Well, the thing is, for things that really don't compress, zlib shouldn't
add much of an overhead on uncompression. It *should* just end up being a
single "memcpy()" after you've done:
- check the header for size and mode ("plain data")
- check the adler checksum (which is *really* nice - we've found real
corruption this way!).
The adler32 checksumming may sound unnecessary when you already have the
SHA1 checksum, but the thing is, we normally don't actually *check* the
SHA1 except when doing a full fsck. So I actually like the fact that
object unpacking always checks at least the adler32 checksum at each
stage, which you get "for free" when you use zlib.
So not using compression at all actually not only gets rid of the
compression, it gets rid of a good safety valve - something that may not
be immediately obvious when you don't think about what all zlib entails.

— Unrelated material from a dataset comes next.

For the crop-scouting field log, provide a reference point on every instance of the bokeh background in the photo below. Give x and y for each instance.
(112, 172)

People think of zlib as just compressing, but I think the checksumming is
almost as important, which is why it isn't an obviously good thing to not
compress small objects just because you don't win on size!
Remember: stability and safety of the data is *the* #1 objective here. The
git SHA1 checksums guarantees that we can find any corruption, but in
every-day git usage, the adler32 checksum is the one that generally would
*notice* the corruption and cause us to say "uhhuh, need to fsck".

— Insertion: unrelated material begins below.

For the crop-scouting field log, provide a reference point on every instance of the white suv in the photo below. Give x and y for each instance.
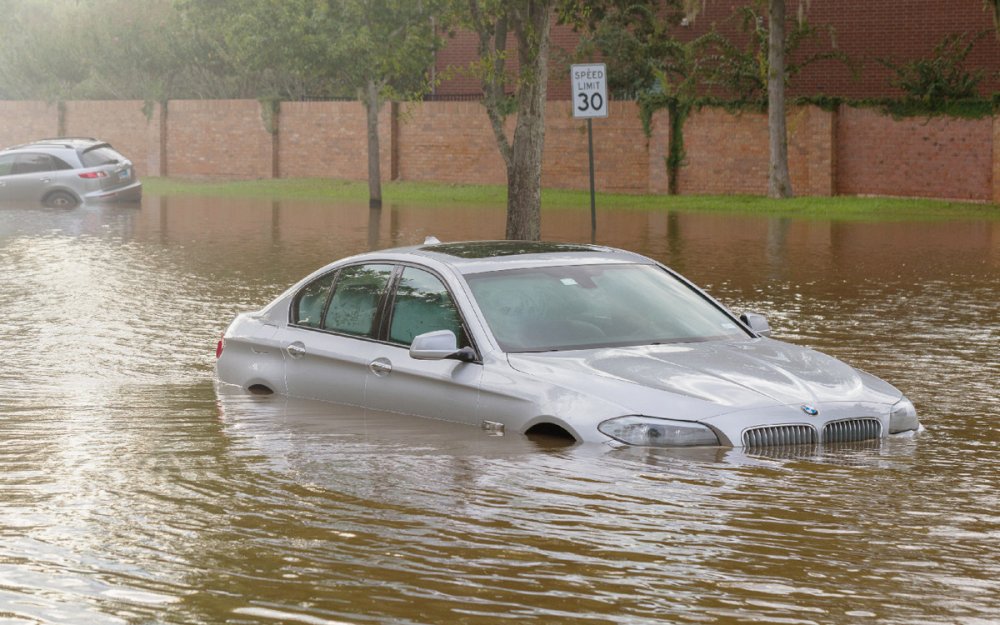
(67, 172)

Everything else is totally secondary to the goal of "your data is secure".
Yes, performance is a primary goal too, but it's always "performance with
correctness guarantees"!
But I just traced through a simple 60-byte incompressible zlib thing. It's
painful. This should be *the* simplest case, and it should really just be
the memcpy and the adler32 check. But:
[torvalds@woody ~]$ grep '<inflate' trace | wc -l
460
[torvalds@woody ~]$ grep '<adler32' trace | wc -l
403
[torvalds@woody ~]$ grep '<memcpy' trace | wc -l
59
ie we spend *more* instructions on just the stupid setup in "inflate()"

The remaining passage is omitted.